Нехай маты усмехнётся,
Заплакана маты.
Шевченко
Она подымается на пятый этаж,
Мелкая старушка с горькими слезами.
Лестница та же, и дверь всё та ж…
Но как волнуется! Точно экзамен.
Прыгают губы. Под сердцем нудит.
За дверью глухо звучит пианино.
С медной таблички бесстрастно глядит
Чужая жизнь родного сына.
Здесь кухня в шутку зовётся «лог»,
«Рыцарской залой» – столовая,
Послеобеденный чай – файф-о-клок
(Кто его знает, что за слово?)
И всё это комнатное арго
Полно игнорирующего уюта.
Она себя чувствует здесь каргой,
Севшей на шкаф и взирающей люто.
Но наконец нажимает звонок.
Его холодок остаётся на пальцах.
Слушает… Вот! Это стук его ног.
Да-да. Это он. Её мальчик.
В последний раз поправляет платок…
На лестницу бурно вырвался Штраус.
Я ей улыбаюсь, снимаю пальто,
Чмокаю в щёку. Стараюсь.
Она так мизерна. Может быть, я
Слишком басю? Я дьявольски кроток.
Это лучшие миги её бытия,
Она на минуту чувствует отдых.
И вместе с убогой лысой лисой
С души стекают ледовые оползни.
Её вековечное лицо
Опять становится симферопольским.
И слушаю этот милый слог,
И крымский пейзаж оживает снова…
Как в зимнем сене сухой василёк,
В речи попадается татарское слово.
Но вдруг исчезают «сенап» и «шашла»,
Лицо старушки сведено драмой:
Слышится внучкин голос: «Мама!
Чёрненькая бабушка пришла».
И входит жена, и зовёт пить чай.
И мы неестественно выходим из комнаты.
Старушка идёт, как сама печаль,
А мы с женой, как виновные в чём-то…
И к «чёрненькой бабушке» из-за стола
Розовая тёща встаёт и кланяется,
Подчерица вскакивает, как стрела,
Вспрыгивает женина племянница.
И каждый считает, что он не прав.
И все выстраиваются по линии,
Как будто в воздухе летят Эринии,
Богини материнских прав.
Но гранд-парада почётный строй
Старушка встречает горькой усмешкой:
Она себя чувствует здесь турой,
Стиснутой королевой и пешками.
Корни обиды глубоко вросли.
Сыновий лик осквернён отныне,
Как иудейский Иерусалим,
Ставший вдруг христианской святыней.
А что ей почёт?
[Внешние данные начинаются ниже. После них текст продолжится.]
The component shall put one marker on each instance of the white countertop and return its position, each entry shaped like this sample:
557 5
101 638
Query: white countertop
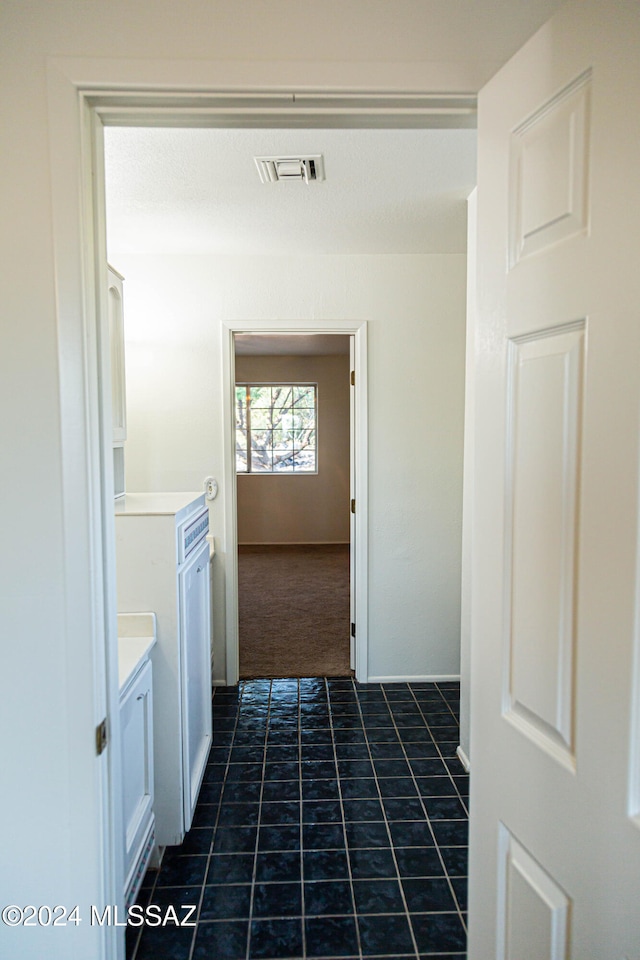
156 504
136 637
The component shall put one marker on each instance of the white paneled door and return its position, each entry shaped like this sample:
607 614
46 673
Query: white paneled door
555 707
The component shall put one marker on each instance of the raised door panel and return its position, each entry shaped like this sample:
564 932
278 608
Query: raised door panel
136 724
543 447
116 349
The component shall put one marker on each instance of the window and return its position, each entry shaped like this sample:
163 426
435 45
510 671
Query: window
276 427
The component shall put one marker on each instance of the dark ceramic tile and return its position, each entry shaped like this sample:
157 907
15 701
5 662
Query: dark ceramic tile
278 866
198 840
281 771
235 839
460 885
352 751
170 943
315 735
238 814
278 754
382 735
411 833
444 808
182 871
241 792
277 900
281 790
364 788
397 787
321 811
230 868
385 936
226 938
320 789
404 809
323 897
205 815
283 812
418 862
325 865
436 786
210 792
214 772
369 864
284 837
455 860
355 768
451 833
276 938
317 751
226 902
246 754
322 836
372 834
392 768
438 931
176 897
425 895
420 748
362 810
331 937
378 896
428 767
348 736
318 770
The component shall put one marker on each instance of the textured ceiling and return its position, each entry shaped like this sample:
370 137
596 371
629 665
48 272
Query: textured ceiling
197 191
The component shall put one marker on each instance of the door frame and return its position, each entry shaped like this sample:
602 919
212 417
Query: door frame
358 445
85 94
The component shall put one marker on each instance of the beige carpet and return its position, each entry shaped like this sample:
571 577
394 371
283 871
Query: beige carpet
294 611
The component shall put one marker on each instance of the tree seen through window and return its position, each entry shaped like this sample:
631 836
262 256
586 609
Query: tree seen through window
276 428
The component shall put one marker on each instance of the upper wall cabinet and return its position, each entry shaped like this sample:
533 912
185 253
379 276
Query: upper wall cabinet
116 346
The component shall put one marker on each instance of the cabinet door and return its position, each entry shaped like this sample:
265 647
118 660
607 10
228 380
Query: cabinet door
136 725
116 349
196 673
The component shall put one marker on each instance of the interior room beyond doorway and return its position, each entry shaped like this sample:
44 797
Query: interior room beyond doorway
293 517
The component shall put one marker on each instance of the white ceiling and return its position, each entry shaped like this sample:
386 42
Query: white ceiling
197 191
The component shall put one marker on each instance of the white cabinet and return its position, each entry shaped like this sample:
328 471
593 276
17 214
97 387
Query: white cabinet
136 731
163 565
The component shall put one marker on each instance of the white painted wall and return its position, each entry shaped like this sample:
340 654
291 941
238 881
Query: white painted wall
50 816
307 508
415 307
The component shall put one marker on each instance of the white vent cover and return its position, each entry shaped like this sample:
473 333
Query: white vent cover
280 169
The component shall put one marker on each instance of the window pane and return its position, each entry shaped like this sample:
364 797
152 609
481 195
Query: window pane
277 426
304 396
260 396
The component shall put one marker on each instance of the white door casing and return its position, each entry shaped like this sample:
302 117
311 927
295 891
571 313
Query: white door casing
555 845
357 331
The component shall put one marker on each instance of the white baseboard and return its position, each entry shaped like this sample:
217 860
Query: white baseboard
290 543
464 759
426 678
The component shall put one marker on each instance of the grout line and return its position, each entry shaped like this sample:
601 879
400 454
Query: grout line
344 824
257 843
215 826
384 814
303 914
444 866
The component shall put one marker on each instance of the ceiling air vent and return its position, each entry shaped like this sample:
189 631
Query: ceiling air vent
280 169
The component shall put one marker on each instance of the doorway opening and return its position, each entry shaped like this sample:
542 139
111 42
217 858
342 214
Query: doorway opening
294 435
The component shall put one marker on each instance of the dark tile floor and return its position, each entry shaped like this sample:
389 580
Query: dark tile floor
332 822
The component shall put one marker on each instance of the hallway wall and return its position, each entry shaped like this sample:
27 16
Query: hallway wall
415 306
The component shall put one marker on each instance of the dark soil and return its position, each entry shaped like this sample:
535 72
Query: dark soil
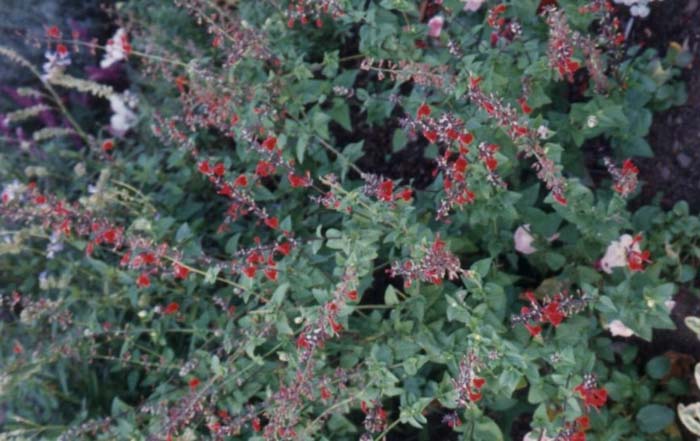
675 134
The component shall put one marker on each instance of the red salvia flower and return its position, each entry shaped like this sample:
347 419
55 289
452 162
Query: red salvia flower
181 272
53 32
204 167
272 222
423 111
284 248
264 168
143 281
385 191
430 135
241 181
171 308
270 143
219 169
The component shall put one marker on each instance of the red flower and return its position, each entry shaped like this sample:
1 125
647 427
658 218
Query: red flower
560 198
461 165
172 308
406 194
53 32
181 272
225 190
325 393
423 111
264 168
628 167
241 181
270 143
204 167
592 396
219 169
302 342
583 422
491 163
271 274
524 106
466 138
110 236
533 330
143 281
62 50
284 248
385 191
553 314
272 222
299 181
430 135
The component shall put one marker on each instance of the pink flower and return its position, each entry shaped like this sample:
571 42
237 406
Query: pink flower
618 329
435 26
523 240
473 5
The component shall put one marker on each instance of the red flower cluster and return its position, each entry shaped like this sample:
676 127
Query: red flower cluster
625 178
468 386
436 264
592 395
453 163
552 310
522 135
306 10
375 417
383 189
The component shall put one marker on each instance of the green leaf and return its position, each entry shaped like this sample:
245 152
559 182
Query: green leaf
278 296
658 367
654 418
390 297
183 233
487 429
212 273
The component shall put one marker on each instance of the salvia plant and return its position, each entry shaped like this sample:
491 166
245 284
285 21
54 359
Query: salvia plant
339 219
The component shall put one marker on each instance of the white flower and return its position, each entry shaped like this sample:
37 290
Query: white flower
114 49
533 436
592 121
619 329
523 240
123 118
616 254
473 5
435 26
11 191
55 64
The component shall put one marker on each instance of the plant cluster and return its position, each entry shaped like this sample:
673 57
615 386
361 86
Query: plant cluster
212 231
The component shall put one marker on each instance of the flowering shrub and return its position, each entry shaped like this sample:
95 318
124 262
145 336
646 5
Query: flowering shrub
212 233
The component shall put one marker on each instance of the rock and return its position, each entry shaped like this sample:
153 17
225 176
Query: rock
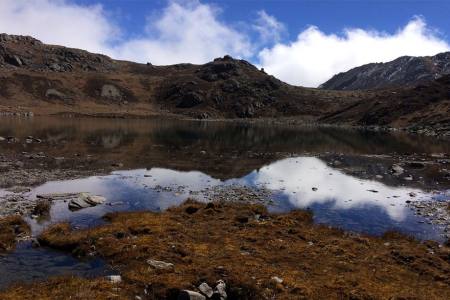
161 265
35 243
111 92
84 200
190 295
206 289
13 60
396 170
114 278
220 290
191 99
53 93
276 279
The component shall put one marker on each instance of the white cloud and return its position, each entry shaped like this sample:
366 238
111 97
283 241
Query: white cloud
190 31
268 27
59 22
186 32
315 56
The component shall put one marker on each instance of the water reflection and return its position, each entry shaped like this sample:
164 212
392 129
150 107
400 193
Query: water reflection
28 264
336 198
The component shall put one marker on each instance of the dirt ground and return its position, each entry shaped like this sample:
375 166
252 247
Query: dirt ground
257 254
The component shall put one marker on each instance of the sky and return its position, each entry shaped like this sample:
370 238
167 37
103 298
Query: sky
301 42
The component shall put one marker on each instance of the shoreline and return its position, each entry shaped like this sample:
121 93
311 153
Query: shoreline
295 121
257 255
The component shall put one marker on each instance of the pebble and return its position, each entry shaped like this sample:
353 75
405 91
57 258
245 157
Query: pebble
114 278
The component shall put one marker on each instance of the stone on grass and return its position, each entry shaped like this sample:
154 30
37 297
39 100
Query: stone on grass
190 295
206 289
114 278
161 265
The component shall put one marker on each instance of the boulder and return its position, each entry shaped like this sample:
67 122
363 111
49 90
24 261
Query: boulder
220 291
190 100
396 170
85 200
114 278
13 60
206 289
111 92
190 295
161 265
53 93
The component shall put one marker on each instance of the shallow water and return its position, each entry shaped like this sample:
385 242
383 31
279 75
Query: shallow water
169 161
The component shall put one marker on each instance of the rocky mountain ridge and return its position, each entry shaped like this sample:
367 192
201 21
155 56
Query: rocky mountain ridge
46 79
405 70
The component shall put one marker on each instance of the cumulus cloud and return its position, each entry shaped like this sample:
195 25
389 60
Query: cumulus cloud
59 22
191 31
186 32
268 27
315 56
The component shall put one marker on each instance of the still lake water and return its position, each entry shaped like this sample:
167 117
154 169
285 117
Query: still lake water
331 171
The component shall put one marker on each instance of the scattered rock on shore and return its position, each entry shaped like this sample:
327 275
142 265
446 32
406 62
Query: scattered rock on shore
85 200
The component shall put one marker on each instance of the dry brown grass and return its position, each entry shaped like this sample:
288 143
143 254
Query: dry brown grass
10 228
229 242
42 208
Это так… По годам.
От победителей нет признанья.
Она лишь попавшая к господам
Ихнего сына старая няня…
И дымная трудовая рука
В когтях и мозолях – рука вороны –
Делает к сахару два рывка
И вдруг становится как бы варёной,
Как пронзённой мильонами глаз…
И так ей муторно, как от болести,
Точно рука у неё зажглась
Огненной казнью на Лобном месте.
И всё молчит. То ли тема узка,
То ли напротив: миф для трагедии.
Берёт она два небольших куска,
Хотя ей очень хочется третий.
И я с раздраженьем хватаю ещё
И, улыбаясь, кладу в её чашку.
«К чему?» Она поднимает плечо –
И всем становится тяжко.
Потом жена её снова зовёт,
Уложит, укроет оленьей шубой.
И снится ей, что она живёт
Вместе с сыном в таврической глуби;
Что нет у него ни жены, ни детей.
Она в чулке бережёт его тыщи…
К чему? Зачем? Неизвестно и ей.
Просто так. Для духовной пищи.
Потом очнётся, как от вина,
Вздохнёт, отлежится и скажет сторожко:
«Дал бы, сынок, сахарку старушке,
Но только пускай не знает она».
И я, подмигнув, забираюсь в «лог»
И зазываю жену из «зала»:
«Дай-ка, рыжик, для мамы кулёк,
Но так, чтобы ты, понимаешь, не знала!»
И мать уходит. Держась за карниз,
Бережно ставя ноги друг к дружке,
Шажок за шажком ковыляет вниз,
Вся деревянненькая, как игрушка,
Кутая сахар в заштопанный плед,
Вся истекая убогою ранкой,
Прокуренный чадом кухонных лет,
Старый, изуродованный жизнью ангел.
И мать уходит. И мгла клубится.
От верхней лампочки дома темно.
Как чёрная совесть отцеубийцы,
Гигантская тень восстала за мной.
А мать уходит. Горбатым жуком
В страшную пропасть этажной громады,
Как в прах. Как в гроб. Шажок за шажком.